Na het verven moet het materiaal uitgehangen worden om zuurstof op te nemen. Deze oxydatie kan men veel vlugger en gemakkelijker uitvoeren door na te oxyderen met een bad van 0,5 cm³ 30-pcts waterstofperoxyde per liter.
Men kan ook natriumperboraat nemen en wel 1-3 % van het gewicht der behandelde garens. Bij 30°-38℃ is de oxydatie in een kwartier afgelopen. Hierna kan men de vloeistof tot koken verhitten en zeep toevoegen.
Men werkt met directe kleurstoffen. Voor lichte kleuren wordt de kleurstof eerst opgelost, gefiltreerd en dan in de kuip bij de rest van het water gevoegd. Men verft eerst 10 min bij 27℃, hierna voegt men 5 % van het weefsel glauberzout toe en verhoogt de temperatuur tot 50℃; de juiste tint moet nu in 15 min bereikt zijn.

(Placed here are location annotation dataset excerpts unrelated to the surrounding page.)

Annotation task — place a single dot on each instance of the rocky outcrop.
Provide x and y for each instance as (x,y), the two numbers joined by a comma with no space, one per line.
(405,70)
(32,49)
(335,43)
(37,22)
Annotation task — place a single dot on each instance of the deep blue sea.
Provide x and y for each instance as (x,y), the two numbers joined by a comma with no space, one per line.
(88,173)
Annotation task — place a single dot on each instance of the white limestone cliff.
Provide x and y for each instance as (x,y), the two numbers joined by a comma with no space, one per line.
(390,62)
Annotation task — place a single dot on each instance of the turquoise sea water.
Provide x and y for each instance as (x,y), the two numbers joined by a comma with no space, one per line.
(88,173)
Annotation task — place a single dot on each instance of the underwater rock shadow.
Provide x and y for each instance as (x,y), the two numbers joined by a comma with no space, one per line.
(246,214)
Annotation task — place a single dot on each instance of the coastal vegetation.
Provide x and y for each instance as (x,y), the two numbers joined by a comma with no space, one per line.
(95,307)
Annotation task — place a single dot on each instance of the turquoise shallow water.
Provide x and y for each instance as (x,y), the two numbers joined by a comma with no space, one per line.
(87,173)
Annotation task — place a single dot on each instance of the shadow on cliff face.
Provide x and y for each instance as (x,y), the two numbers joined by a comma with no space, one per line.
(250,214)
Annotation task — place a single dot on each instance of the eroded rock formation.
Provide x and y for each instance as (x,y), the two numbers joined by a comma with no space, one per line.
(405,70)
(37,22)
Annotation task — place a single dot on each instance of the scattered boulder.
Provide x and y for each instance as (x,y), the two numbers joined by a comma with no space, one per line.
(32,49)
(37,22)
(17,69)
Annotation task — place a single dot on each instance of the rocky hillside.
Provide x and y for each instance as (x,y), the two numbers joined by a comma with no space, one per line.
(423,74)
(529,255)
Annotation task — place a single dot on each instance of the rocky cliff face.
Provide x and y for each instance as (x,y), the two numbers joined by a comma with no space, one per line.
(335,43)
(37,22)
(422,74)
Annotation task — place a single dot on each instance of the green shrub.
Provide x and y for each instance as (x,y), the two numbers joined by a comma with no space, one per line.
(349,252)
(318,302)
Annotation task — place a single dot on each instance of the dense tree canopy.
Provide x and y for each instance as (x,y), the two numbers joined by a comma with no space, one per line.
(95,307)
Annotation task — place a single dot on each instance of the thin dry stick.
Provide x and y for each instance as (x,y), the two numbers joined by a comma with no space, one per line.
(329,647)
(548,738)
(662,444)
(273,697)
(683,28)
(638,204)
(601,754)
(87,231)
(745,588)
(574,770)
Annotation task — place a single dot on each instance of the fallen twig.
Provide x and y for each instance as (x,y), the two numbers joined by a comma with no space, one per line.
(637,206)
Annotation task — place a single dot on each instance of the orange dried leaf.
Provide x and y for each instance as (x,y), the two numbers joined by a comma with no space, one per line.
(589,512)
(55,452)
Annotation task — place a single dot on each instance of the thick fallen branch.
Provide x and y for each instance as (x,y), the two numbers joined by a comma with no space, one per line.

Voor donkere kleuren neemt men meer glauberzout en verhoogt de temperatuur tot 71℃. Tenslotte voegt men ½-1 % zuivere olijfoliezeep toe en droog bij 38℃.
Hoedenstro kan men zeer fraai lichtgroen verven met een oplossing van 5 % azijnzuur en 5 % malachietgroen in kristallen.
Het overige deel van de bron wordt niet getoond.